You were correct, there is nothing special about that kennel, and IMO they are false advertisers. I won't say what my real opinion towards them is, for if people would simply do their own research, they'd figure it out themself. No need to bash pretenders, for when you take your time and get the facts, they expose their own folly. I'm just loyal to the OFRN strain, and "chocolate" is a modern term, and unacceptable in traditional OFRN circles.

(I'm doing my best to remember I was a newbie once, and I once had wrong thoughts myself. But I was corrected and glad for it, so I hope others follow my lessons...and I'm being so much nicer about it than how I learned, LOL.)


----------



## performanceknls (Apr 4, 2009)

They are Castillo dogs and most Castillo dogs are chocolate, OFRN are red....... Maybe I do not understand where you are coming from. Are you talking about the Castillo dogs being bred down from OFRN?

Old dog men are just that, old dog men, but in todays world they would be called choclate according to the ADBA and UKC.


----------



## Eagle (Jun 6, 2011)

performanceknls said:


> They are Castillo dogs and most Castillo dogs are chocolate, OFRN are red....... Maybe I do not understand where you are coming from. Are you talking about the Castillo dogs being bred down from OFRN?
> 
> Old dog men are just that, old dog men, but in todays world they would be called choclate according to the ADBA and UKC.


I honestly don't follow the Castillo dogs. I was assuming he was referring to them as OFRN dogs being sold as Chocolate. I know not all red nose dogs are OFRN strain, although the strain may be back in them.

The Old Family Red Nose Registry is committed to preventing the mistakes made in the UKC and ADBA in regards to the breed. In this case the only dogs allowed must be from a recognized old bloodline of the OFRN strain. The goal is to keep them up to the traditional standard, in conformation. I truly believe if things keep going the way they are, the OFRNR will be the only one preserving the true A(p)BT. The other registries will have only a shell of what the breed once was. For instance, I was told by a judge that the UKC now considers DA out of the norm, and this for a breed that tops all breeds in one thing. No other breed comes close. The very aspects that made them supreme in one area is also what makes them so lovable with humans. The same intelligence required for one thing, makes them so much smarter than other dogs.

The majority of breeders today breed for appearance and money. That is wrong. If one aspect of the dogs is focused on above others, they are robbed in other areas. It is stated in the OFRNR standard, "Above all, the American (pit) Bull Terrier should appear to be an all around athlete. His body is called upon for speed, power, agility, and stamina. He must be balanced in all directions. Too much of one thing robs him of another." For attitude, "they should be confident and alert. Interested in things around them, in control of their space. Not threatened by anything around them. Gentle with loved ones: Faults, shy or timid."

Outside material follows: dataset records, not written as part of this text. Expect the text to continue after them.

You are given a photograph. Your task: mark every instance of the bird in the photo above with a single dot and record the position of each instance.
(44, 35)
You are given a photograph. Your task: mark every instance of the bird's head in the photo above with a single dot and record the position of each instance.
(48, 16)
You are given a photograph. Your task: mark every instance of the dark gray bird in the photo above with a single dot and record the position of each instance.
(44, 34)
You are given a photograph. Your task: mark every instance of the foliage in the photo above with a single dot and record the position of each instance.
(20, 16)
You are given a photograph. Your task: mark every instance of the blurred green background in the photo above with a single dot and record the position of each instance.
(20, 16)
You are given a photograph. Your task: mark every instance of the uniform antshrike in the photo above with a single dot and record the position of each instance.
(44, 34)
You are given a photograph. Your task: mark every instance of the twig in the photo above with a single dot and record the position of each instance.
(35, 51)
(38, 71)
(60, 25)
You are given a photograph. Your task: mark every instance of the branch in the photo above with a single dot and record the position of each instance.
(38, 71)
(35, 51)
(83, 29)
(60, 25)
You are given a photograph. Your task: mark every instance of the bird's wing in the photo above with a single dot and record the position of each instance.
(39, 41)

It's too bad todays world throws discredit upon the very men who made this breed what it is. The breed should be without all the psychological problems found in todays dogs, who are in a majority, a disgrace to the breed. And the media compares the old timers to the ghetto scum that truly don't know dank about the dogs or life itself. The hoodlums and wanna-be's are a false flag used by the general public to motivate slander and malice towards them. This is just plain wrong.

They may be old dogmen, but they know more and care more about the breed than anyone of us on here ever will. It will be a sad day when they are gone. This country is growing so soft, and violating the laws of nature, while condemning the men who gave us the breed we all claim to love.

I guess I won't be getting into shows and weight pull like I intended...and I'll never call an OFRN chocolate...people are gonna do what they wanna do, but I've never been a follower of "the crowd." I will only follow those who are real.


----------



## stonerreakinhavok (May 22, 2011)

performanceknls said:


> They are Castillo dogs and most Castillo dogs are chocolate, OFRN are red....... Maybe I do not understand where you are coming from. Are you talking about the Castillo dogs being bred down from OFRN?
> 
> Old dog men are just that, old dog men, but in todays world they would be called choclate according to the ADBA and UKC.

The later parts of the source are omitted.